You know what’s been missing on this blog lately? FOOD!
So what better way to jump back into playing with our food than with a spin on one of my fave breakfast foods.
Corned beef hash. Oh how I miss it!
And miss it I did until I had a light bulb moment (these are few and far between for me so they are very special moments).
Corned beef hash is a good example of when what you THINK you want from a food is not what you really want from a food.
What I thought I wanted (and could not have) was those little bits of fried potato. But that’s not what I wanted. When I thought about it, what I wanted was caramelized veggies with my salty corned beef. THAT is what I wanted.
And here’s the thing. You can caramelize damn near any veggie and it can taste just as good as, if not better than, those potatoes.
So here’s how I made corned beef hash work.
Corned Beef Hash a la Nik
(Makes about 2-4 “us” sized servings, depending on surgery date)
1 cup yellow squash, diced large (and if you like, peeled)
½ an onion, finely diced
1 clove garlic, minced
4 oz. deli sliced corned beef, chopped up
Fresh ground black pepper
Get your frying pan (or, in my case, a griddle) very hot and then spray down with cooking spray.
While my pan is heating I typically dice up my squash. By the time I’m done, my pan is nice and hot. I then lower the heat to medium and add squash and onions.
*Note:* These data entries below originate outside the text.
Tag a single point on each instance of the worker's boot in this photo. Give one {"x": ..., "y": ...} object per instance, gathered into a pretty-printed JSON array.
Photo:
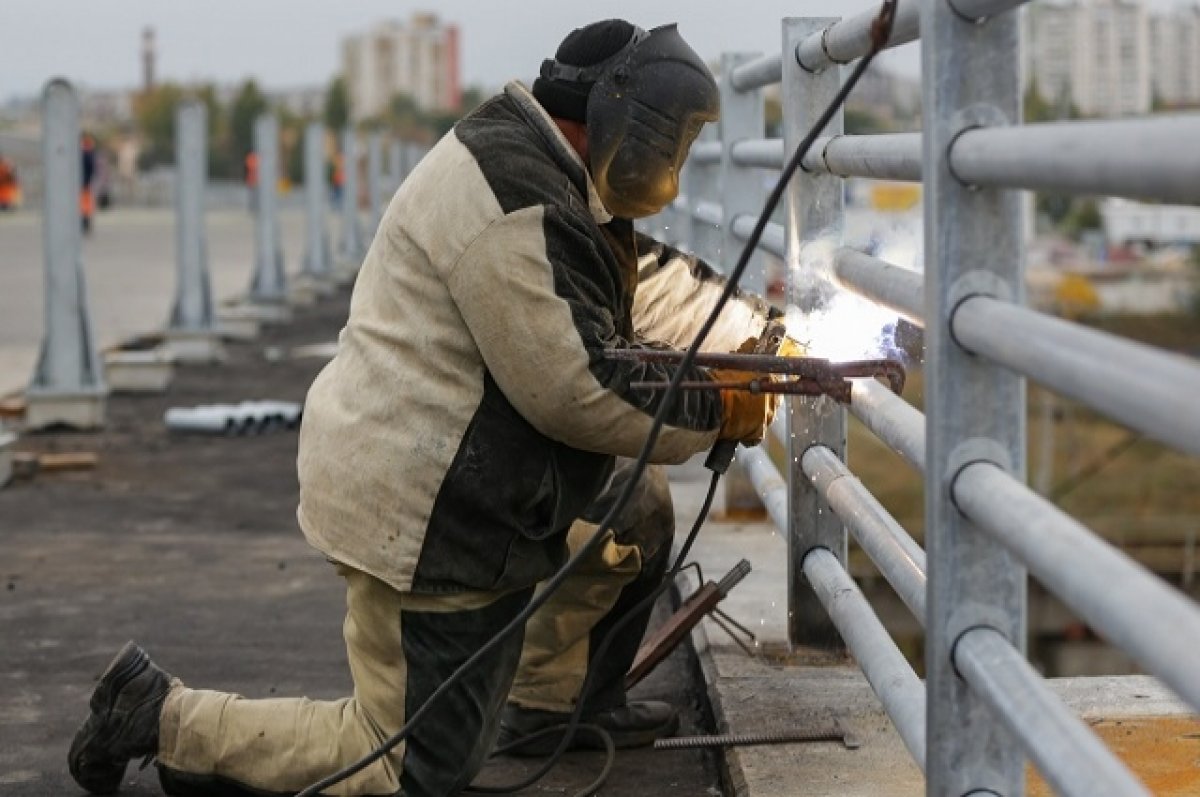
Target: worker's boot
[
  {"x": 124, "y": 721},
  {"x": 639, "y": 723}
]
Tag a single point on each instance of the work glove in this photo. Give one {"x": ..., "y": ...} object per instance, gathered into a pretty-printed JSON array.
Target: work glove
[
  {"x": 792, "y": 347},
  {"x": 745, "y": 414}
]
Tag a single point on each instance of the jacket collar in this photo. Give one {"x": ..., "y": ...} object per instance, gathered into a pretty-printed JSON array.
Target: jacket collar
[{"x": 561, "y": 148}]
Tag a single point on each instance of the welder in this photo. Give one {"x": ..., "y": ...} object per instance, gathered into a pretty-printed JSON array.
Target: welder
[{"x": 469, "y": 433}]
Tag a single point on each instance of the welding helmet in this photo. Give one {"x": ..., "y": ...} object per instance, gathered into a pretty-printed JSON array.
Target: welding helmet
[{"x": 647, "y": 105}]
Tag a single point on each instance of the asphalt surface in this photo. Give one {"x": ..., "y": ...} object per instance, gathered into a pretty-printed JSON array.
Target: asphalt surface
[{"x": 189, "y": 545}]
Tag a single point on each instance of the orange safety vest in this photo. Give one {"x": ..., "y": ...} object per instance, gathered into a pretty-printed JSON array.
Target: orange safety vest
[{"x": 252, "y": 169}]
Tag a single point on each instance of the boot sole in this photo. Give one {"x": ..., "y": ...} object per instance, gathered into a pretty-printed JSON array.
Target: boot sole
[{"x": 115, "y": 677}]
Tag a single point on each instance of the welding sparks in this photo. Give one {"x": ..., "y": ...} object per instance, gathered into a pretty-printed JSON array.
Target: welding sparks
[{"x": 835, "y": 323}]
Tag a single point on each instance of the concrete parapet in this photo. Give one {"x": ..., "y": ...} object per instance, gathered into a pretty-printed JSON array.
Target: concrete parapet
[
  {"x": 82, "y": 409},
  {"x": 145, "y": 371},
  {"x": 195, "y": 347},
  {"x": 773, "y": 688}
]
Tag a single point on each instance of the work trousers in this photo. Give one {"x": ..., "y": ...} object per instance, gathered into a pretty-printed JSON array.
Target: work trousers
[{"x": 401, "y": 647}]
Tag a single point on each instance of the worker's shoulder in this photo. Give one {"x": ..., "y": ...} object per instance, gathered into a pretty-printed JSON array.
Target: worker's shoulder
[{"x": 513, "y": 156}]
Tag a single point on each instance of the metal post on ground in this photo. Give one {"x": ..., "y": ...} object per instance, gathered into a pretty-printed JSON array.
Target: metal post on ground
[
  {"x": 815, "y": 217},
  {"x": 317, "y": 268},
  {"x": 375, "y": 183},
  {"x": 743, "y": 118},
  {"x": 192, "y": 335},
  {"x": 975, "y": 408},
  {"x": 268, "y": 287},
  {"x": 351, "y": 247},
  {"x": 69, "y": 382}
]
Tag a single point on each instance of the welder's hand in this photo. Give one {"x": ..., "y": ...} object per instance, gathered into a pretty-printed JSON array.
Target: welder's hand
[
  {"x": 791, "y": 347},
  {"x": 747, "y": 414}
]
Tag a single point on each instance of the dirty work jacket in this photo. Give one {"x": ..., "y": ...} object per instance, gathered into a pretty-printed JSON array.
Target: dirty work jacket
[{"x": 468, "y": 417}]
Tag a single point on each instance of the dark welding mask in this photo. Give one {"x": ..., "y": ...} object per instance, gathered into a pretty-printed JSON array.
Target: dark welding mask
[{"x": 647, "y": 106}]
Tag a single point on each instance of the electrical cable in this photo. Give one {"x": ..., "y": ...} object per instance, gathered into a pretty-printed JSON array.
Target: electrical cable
[
  {"x": 577, "y": 713},
  {"x": 880, "y": 33}
]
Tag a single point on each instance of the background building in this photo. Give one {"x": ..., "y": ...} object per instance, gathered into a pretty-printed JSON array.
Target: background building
[
  {"x": 1175, "y": 57},
  {"x": 1113, "y": 58},
  {"x": 418, "y": 58},
  {"x": 1091, "y": 54}
]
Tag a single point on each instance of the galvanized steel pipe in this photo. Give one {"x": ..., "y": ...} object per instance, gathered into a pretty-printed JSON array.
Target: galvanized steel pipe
[
  {"x": 759, "y": 73},
  {"x": 771, "y": 485},
  {"x": 894, "y": 682},
  {"x": 851, "y": 39},
  {"x": 898, "y": 556},
  {"x": 1089, "y": 157},
  {"x": 1145, "y": 388},
  {"x": 1067, "y": 753},
  {"x": 886, "y": 156},
  {"x": 892, "y": 419},
  {"x": 1127, "y": 604},
  {"x": 892, "y": 286}
]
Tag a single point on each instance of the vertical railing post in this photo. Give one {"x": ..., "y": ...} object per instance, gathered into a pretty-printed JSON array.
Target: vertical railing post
[
  {"x": 269, "y": 283},
  {"x": 743, "y": 118},
  {"x": 349, "y": 252},
  {"x": 706, "y": 179},
  {"x": 192, "y": 335},
  {"x": 375, "y": 181},
  {"x": 689, "y": 189},
  {"x": 976, "y": 409},
  {"x": 69, "y": 383},
  {"x": 815, "y": 210},
  {"x": 317, "y": 257}
]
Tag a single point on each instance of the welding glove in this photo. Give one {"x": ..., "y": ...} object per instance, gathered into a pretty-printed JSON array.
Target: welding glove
[
  {"x": 792, "y": 347},
  {"x": 745, "y": 414}
]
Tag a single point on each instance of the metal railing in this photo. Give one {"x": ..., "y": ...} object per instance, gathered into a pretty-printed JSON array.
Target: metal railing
[{"x": 983, "y": 709}]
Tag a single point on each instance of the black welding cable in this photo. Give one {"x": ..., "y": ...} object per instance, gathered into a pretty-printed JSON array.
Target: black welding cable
[
  {"x": 881, "y": 30},
  {"x": 576, "y": 723}
]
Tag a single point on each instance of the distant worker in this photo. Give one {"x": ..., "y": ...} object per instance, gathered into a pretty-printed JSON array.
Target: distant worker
[
  {"x": 337, "y": 179},
  {"x": 471, "y": 432},
  {"x": 10, "y": 185},
  {"x": 251, "y": 166},
  {"x": 88, "y": 175}
]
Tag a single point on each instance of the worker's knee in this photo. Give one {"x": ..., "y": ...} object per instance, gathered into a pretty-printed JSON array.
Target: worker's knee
[{"x": 648, "y": 519}]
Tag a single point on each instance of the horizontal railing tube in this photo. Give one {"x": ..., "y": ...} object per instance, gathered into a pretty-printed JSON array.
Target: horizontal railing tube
[
  {"x": 891, "y": 547},
  {"x": 772, "y": 487},
  {"x": 886, "y": 156},
  {"x": 893, "y": 419},
  {"x": 706, "y": 153},
  {"x": 1067, "y": 753},
  {"x": 891, "y": 676},
  {"x": 1123, "y": 601},
  {"x": 1151, "y": 390},
  {"x": 851, "y": 39},
  {"x": 757, "y": 73},
  {"x": 886, "y": 283},
  {"x": 774, "y": 237},
  {"x": 708, "y": 213},
  {"x": 763, "y": 154},
  {"x": 1143, "y": 159}
]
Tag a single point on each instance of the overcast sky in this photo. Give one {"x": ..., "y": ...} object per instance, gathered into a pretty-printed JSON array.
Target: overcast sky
[{"x": 286, "y": 43}]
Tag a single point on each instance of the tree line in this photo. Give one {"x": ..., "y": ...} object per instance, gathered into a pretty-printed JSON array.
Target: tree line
[{"x": 231, "y": 125}]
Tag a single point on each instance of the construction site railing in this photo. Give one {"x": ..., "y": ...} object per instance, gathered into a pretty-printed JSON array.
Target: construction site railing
[{"x": 983, "y": 709}]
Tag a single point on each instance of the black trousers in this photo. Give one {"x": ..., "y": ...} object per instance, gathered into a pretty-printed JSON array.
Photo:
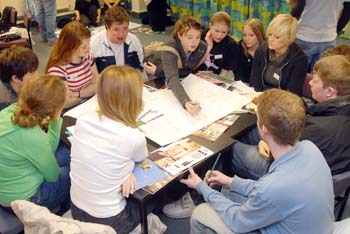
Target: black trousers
[{"x": 344, "y": 18}]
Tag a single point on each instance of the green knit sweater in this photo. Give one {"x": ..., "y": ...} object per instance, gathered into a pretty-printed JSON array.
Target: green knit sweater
[{"x": 26, "y": 157}]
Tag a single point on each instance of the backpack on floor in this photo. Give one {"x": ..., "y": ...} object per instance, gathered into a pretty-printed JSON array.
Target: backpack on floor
[
  {"x": 156, "y": 46},
  {"x": 8, "y": 19}
]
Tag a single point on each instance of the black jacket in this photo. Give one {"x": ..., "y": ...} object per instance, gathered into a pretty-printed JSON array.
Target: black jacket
[
  {"x": 293, "y": 71},
  {"x": 166, "y": 63},
  {"x": 328, "y": 127}
]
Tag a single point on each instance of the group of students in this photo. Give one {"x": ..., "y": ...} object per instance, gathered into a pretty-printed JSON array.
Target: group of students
[{"x": 97, "y": 172}]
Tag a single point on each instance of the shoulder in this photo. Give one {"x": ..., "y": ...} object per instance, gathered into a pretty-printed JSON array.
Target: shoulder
[
  {"x": 98, "y": 39},
  {"x": 296, "y": 51},
  {"x": 132, "y": 40},
  {"x": 202, "y": 47}
]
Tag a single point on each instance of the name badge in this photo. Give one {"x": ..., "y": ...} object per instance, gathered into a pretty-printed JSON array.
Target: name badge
[{"x": 276, "y": 76}]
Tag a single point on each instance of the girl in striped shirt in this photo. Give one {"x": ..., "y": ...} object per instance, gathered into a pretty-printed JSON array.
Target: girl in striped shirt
[{"x": 72, "y": 61}]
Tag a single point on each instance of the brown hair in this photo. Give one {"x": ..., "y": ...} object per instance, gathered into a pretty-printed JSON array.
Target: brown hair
[
  {"x": 119, "y": 94},
  {"x": 184, "y": 24},
  {"x": 283, "y": 114},
  {"x": 40, "y": 98},
  {"x": 116, "y": 14},
  {"x": 221, "y": 16},
  {"x": 283, "y": 25},
  {"x": 257, "y": 27},
  {"x": 71, "y": 37},
  {"x": 334, "y": 71},
  {"x": 338, "y": 50},
  {"x": 18, "y": 61}
]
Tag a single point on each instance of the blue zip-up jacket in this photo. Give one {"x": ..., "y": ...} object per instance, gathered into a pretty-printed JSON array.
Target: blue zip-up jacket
[{"x": 295, "y": 196}]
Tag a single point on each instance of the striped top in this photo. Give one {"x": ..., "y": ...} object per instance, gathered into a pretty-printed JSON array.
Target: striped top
[{"x": 76, "y": 75}]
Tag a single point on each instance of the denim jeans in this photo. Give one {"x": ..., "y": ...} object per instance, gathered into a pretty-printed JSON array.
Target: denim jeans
[
  {"x": 53, "y": 194},
  {"x": 313, "y": 50},
  {"x": 122, "y": 223},
  {"x": 247, "y": 162},
  {"x": 46, "y": 14}
]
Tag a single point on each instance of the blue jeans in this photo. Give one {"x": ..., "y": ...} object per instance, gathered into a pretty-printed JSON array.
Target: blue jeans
[
  {"x": 247, "y": 162},
  {"x": 122, "y": 223},
  {"x": 313, "y": 50},
  {"x": 53, "y": 194},
  {"x": 46, "y": 15}
]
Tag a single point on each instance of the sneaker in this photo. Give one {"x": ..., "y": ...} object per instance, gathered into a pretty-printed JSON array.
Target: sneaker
[
  {"x": 51, "y": 43},
  {"x": 181, "y": 208}
]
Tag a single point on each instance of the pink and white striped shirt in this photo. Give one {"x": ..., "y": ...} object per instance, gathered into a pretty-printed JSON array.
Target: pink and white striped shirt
[{"x": 76, "y": 75}]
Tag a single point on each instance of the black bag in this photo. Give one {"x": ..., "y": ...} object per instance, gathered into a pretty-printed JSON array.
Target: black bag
[
  {"x": 8, "y": 19},
  {"x": 10, "y": 37}
]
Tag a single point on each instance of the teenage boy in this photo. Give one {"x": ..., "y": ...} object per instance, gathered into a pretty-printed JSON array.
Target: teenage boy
[
  {"x": 115, "y": 45},
  {"x": 274, "y": 203},
  {"x": 327, "y": 124},
  {"x": 17, "y": 65}
]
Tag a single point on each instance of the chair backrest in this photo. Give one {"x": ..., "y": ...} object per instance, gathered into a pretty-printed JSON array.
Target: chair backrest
[
  {"x": 9, "y": 223},
  {"x": 306, "y": 87},
  {"x": 341, "y": 187}
]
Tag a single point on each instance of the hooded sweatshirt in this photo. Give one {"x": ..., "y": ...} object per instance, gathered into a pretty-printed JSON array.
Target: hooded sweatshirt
[{"x": 26, "y": 157}]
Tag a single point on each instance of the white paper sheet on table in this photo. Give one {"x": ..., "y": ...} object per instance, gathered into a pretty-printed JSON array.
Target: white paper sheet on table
[
  {"x": 86, "y": 106},
  {"x": 172, "y": 121},
  {"x": 176, "y": 122}
]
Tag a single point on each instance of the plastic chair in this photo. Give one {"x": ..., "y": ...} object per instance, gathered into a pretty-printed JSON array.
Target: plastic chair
[
  {"x": 9, "y": 223},
  {"x": 341, "y": 186},
  {"x": 342, "y": 227},
  {"x": 22, "y": 41}
]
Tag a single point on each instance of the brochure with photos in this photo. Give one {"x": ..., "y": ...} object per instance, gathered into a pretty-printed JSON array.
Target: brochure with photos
[{"x": 179, "y": 156}]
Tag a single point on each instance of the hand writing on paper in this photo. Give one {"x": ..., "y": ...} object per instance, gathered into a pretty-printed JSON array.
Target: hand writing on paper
[
  {"x": 209, "y": 39},
  {"x": 264, "y": 149},
  {"x": 129, "y": 185},
  {"x": 150, "y": 68},
  {"x": 192, "y": 180},
  {"x": 193, "y": 107},
  {"x": 217, "y": 178}
]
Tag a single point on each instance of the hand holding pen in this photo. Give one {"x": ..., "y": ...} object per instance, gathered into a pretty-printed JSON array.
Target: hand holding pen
[
  {"x": 192, "y": 106},
  {"x": 216, "y": 177}
]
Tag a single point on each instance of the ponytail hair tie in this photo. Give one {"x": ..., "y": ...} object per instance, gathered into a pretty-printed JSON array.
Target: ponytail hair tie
[{"x": 27, "y": 111}]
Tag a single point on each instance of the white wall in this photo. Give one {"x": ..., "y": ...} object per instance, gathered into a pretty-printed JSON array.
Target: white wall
[{"x": 63, "y": 6}]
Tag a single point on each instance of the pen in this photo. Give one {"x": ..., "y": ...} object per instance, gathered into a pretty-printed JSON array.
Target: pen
[
  {"x": 69, "y": 133},
  {"x": 146, "y": 113},
  {"x": 214, "y": 165},
  {"x": 155, "y": 118}
]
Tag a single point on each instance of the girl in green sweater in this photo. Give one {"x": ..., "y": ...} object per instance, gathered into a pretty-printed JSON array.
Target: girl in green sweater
[{"x": 28, "y": 167}]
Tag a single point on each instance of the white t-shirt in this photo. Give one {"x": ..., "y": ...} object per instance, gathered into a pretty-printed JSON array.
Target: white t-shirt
[
  {"x": 318, "y": 22},
  {"x": 102, "y": 156}
]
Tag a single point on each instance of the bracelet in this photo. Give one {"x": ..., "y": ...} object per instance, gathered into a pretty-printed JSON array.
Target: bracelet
[{"x": 184, "y": 103}]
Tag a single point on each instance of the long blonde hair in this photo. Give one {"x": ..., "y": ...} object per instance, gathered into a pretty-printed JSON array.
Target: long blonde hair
[
  {"x": 257, "y": 27},
  {"x": 283, "y": 25},
  {"x": 71, "y": 37},
  {"x": 119, "y": 94},
  {"x": 40, "y": 98}
]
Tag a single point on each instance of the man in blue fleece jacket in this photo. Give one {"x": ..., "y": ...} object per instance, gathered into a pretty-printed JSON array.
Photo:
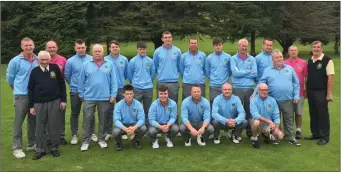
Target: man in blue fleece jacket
[
  {"x": 97, "y": 87},
  {"x": 162, "y": 118},
  {"x": 141, "y": 73},
  {"x": 265, "y": 117},
  {"x": 228, "y": 113},
  {"x": 284, "y": 88},
  {"x": 244, "y": 73},
  {"x": 217, "y": 68},
  {"x": 129, "y": 119},
  {"x": 196, "y": 116}
]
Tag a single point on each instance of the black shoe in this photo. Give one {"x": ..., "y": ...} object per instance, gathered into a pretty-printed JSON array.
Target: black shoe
[
  {"x": 55, "y": 153},
  {"x": 298, "y": 135},
  {"x": 322, "y": 142},
  {"x": 63, "y": 141},
  {"x": 39, "y": 155},
  {"x": 312, "y": 137},
  {"x": 255, "y": 144},
  {"x": 119, "y": 147},
  {"x": 136, "y": 144}
]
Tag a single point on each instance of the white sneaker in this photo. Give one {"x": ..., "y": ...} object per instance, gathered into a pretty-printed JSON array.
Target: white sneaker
[
  {"x": 74, "y": 140},
  {"x": 169, "y": 143},
  {"x": 84, "y": 147},
  {"x": 31, "y": 148},
  {"x": 217, "y": 141},
  {"x": 155, "y": 144},
  {"x": 103, "y": 144},
  {"x": 94, "y": 138},
  {"x": 189, "y": 142},
  {"x": 124, "y": 137},
  {"x": 234, "y": 139},
  {"x": 200, "y": 140},
  {"x": 107, "y": 137},
  {"x": 19, "y": 153}
]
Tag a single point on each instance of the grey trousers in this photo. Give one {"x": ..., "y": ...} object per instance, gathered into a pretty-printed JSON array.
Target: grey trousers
[
  {"x": 110, "y": 117},
  {"x": 144, "y": 96},
  {"x": 214, "y": 92},
  {"x": 186, "y": 133},
  {"x": 48, "y": 114},
  {"x": 139, "y": 132},
  {"x": 76, "y": 105},
  {"x": 237, "y": 130},
  {"x": 21, "y": 110},
  {"x": 173, "y": 130},
  {"x": 186, "y": 90},
  {"x": 244, "y": 96},
  {"x": 287, "y": 111},
  {"x": 89, "y": 109}
]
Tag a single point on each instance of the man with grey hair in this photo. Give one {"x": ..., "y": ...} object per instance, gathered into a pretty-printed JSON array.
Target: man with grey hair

Sautee until they are softened and then add garlic.
While all THAT is cooking, I cut up my deli corned beef. Then once the veggies are done I add it into the veggies well.
Continue to sautee until meat is crispy and veggies are caramelized (onions will become golden and skins of squash, if left on, will brown).
And that’s it! Now, if you want to stop there, that’s great. You’ve got a tasty little meal there. If you want to take it to the next level, you can scramble in an egg (or some Egg Beaters if you prefer) as shown above. For me, this would equal the perfect breakfast!
This recipe is super simple. The corned beef has enough salt to season the whole thing. The garlic gives it that extra savory punch. And by sautéing most of the water out of veggies, they get nice and caramelized and explode with flavor.